I would say it’s is ok ….. as long as she knows
a) it has nothing to do with her - she hasn’t made you cry.
b) she knows that she isn’t responsible for making you feel better
c) you aren’t using it to manipulate her
d) that you are an “over cryer” - that you find it hard to regulate your emotions -its a “you-problem”. Or it’s just a physical reaction- that is out of your control - like blushing.
e) she sees you displaying lots of other emotions as well - laughing, excitement etc
f) she isn’t your crutch.
g) there is no shame in having a good cry!

I am a big cryer and have cried in front of my children but I grew up with a manipulative parent so am very wary of the impact it can have.
It is just what I do. I also become teary when I feel proud and very happy too which is very frustrating! In fact similar to you by the sounds of it!

I have talked it through with them over the years it through with them and they know it is not their responsibility to make me feel better, they don’t have to tread on eggshells . I don’t think it makes them feel uncomfortable. (I hope it doesn’t) they certainly don’t change their behaviour to accommodate my emotions 🙈😂.

I also have people in my life I can message/offload big emotions on to if I need to (not just to rely on them).

X

tryingsomethingnew · 25/08/2024 07:17

Thank you.

You've articulated it all perfectly. Yes, she laughs when I cry over happiness, jokes, family fun, and also sad news. I believe like you have noted down, she knows it's not her fault.

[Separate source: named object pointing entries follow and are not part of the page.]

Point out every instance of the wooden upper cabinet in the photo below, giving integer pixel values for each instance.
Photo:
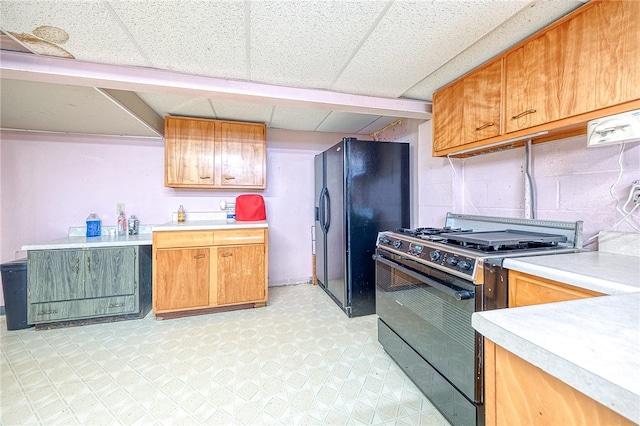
(203, 153)
(586, 63)
(584, 66)
(242, 155)
(468, 110)
(189, 151)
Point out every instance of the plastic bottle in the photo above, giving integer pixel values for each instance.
(122, 224)
(93, 225)
(133, 225)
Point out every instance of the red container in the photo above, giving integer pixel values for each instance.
(250, 207)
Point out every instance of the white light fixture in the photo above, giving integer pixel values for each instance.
(619, 128)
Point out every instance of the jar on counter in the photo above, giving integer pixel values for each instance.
(93, 225)
(133, 225)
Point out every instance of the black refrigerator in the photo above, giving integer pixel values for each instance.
(361, 188)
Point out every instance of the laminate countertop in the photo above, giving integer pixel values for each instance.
(590, 344)
(77, 238)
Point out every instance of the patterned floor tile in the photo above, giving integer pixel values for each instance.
(297, 361)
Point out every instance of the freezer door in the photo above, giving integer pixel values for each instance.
(320, 214)
(336, 239)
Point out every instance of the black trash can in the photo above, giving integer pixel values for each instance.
(14, 288)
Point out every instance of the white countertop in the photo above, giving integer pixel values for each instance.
(197, 225)
(606, 273)
(77, 239)
(590, 344)
(202, 221)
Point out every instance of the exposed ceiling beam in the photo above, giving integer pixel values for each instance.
(21, 66)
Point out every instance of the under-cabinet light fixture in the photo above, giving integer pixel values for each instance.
(497, 144)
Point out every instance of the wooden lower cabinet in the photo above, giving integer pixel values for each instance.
(196, 270)
(185, 284)
(74, 284)
(525, 289)
(519, 393)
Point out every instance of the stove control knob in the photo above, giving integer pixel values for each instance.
(465, 265)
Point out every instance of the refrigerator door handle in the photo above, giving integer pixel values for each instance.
(327, 213)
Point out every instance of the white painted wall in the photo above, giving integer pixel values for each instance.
(52, 182)
(572, 182)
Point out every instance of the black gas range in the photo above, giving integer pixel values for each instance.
(429, 281)
(466, 242)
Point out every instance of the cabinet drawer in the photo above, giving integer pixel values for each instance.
(182, 239)
(238, 236)
(77, 309)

But what I will do, is explain its not her job to make me feel better when I'm sad. I think this is the risk, when it's an only child/teen daughter. This was an interesting point. Thank you.

OP posts:
Gifgaf · 25/08/2024 09:19

I have cried many times in front of mine and sometimes wish I was strong enough not to but I get so overwhelmed in my emotions I can't control it. Crying is also a part of being human and it's ok to express. As parents we are allowed to show vulnerability sometimes, we're not made of rock. 🫶🏻

PersephonePomegranate23 · 25/08/2024 09:27

I hate this idea that crying is weakness. I think bottling everything up is far more damaging than kids seeing you cry. On occasions when I've cried, I've always explained why (in a calm way, not howling).

takealettermsjones · 25/08/2024 09:46

I think RubyWriter has a good summary, but I would also just add -

As long as you don't tell her off for crying. I vaguely knew someone who did this to her (admittedly younger) daughter - when mum cried it was "I'm sad, I'm allowed to be sad, why don't you come and give mummy a cuddle to make her feel better" and then when the DD cried it was "come on DD, pull yourself together, stop this silly crying."

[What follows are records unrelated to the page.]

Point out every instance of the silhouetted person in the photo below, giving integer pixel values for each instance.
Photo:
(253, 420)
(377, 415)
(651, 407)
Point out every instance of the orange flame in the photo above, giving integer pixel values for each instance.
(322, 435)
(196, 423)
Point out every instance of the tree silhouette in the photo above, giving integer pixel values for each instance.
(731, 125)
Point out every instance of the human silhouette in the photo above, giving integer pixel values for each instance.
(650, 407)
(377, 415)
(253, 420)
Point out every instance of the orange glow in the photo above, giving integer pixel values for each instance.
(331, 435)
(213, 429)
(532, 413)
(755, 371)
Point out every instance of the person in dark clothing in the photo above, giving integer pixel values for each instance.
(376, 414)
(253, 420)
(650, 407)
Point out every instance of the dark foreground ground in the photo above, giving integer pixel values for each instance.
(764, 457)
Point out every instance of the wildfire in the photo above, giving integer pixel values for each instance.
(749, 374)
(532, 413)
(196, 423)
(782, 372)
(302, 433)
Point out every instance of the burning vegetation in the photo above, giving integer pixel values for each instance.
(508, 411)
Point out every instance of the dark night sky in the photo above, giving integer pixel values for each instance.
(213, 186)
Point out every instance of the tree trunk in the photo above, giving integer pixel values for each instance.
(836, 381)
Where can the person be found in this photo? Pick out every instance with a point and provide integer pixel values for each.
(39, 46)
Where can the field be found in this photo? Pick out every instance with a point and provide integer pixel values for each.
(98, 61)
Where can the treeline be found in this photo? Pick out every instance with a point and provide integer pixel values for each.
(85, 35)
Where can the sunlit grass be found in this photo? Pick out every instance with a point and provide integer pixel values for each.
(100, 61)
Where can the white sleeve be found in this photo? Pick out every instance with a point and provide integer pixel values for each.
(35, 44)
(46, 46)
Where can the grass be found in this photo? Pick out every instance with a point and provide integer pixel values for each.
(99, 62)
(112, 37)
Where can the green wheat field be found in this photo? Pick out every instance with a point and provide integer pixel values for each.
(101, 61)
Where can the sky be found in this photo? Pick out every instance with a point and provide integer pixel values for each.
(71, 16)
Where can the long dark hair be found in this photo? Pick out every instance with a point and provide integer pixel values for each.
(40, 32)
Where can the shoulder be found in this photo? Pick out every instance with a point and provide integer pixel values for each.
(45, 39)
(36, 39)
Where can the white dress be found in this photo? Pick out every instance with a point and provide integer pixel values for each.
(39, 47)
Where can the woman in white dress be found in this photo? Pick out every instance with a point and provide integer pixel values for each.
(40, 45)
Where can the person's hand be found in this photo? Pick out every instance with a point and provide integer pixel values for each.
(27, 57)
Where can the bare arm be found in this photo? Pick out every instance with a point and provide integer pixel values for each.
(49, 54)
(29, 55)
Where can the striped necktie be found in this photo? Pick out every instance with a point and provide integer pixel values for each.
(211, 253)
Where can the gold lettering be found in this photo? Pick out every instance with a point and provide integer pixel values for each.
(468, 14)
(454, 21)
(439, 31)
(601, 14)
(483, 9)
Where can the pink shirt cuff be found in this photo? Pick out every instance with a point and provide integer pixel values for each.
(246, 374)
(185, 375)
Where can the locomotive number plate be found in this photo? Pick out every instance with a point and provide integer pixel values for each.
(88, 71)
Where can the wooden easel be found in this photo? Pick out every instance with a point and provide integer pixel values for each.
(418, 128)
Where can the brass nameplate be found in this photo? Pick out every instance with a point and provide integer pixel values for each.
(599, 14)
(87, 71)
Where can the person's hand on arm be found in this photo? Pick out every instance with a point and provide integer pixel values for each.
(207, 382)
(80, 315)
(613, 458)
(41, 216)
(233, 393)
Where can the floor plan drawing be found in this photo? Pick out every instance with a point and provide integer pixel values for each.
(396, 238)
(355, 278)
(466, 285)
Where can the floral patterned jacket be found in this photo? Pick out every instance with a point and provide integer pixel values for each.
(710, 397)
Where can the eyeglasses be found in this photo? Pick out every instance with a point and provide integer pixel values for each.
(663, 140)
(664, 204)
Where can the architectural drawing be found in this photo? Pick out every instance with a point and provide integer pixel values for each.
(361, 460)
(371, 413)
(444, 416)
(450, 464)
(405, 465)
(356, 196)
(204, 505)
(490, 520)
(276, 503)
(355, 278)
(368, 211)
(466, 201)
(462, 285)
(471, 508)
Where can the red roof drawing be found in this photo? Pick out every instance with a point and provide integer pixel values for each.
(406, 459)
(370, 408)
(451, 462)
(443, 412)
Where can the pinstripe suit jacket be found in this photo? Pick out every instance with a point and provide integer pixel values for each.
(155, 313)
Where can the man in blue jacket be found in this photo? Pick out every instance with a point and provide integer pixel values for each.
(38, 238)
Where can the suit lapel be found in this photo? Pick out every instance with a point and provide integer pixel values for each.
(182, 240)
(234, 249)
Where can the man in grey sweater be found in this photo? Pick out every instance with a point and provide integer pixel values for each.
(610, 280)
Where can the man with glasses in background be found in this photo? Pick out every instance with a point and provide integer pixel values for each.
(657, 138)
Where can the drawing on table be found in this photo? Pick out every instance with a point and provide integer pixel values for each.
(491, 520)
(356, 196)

tryingsomethingnew · 26/08/2024 20:22

takealettermsjones · 25/08/2024 09:46

I think RubyWriter has a good summary, but I would also just add -

As long as you don't tell her off for crying. I vaguely knew someone who did this to her (admittedly younger) daughter - when mum cried it was "I'm sad, I'm allowed to be sad, why don't you come and give mummy a cuddle to make her feel better" and then when the DD cried it was "come on DD, pull yourself together, stop this silly crying."

A good point. No, I don't do that. I make a conscious effort to say I understand your upset, I would be sad about that etc.

Thanks. Promise I'm not crying about you being nice! Grin

OP posts:
tryingsomethingnew · 30/08/2024 16:21

Cried again today. But this time after a family argument with in-laws. She cried too. I tried to hold it together till she cried and then I did too. I say things like, "I don't blame you for being upset, it's crap isn't it. It'll be okay, it'll get sorts". Try to give a cuddle (to a teen) and then she stops. I'm not sure, am I saying the right things?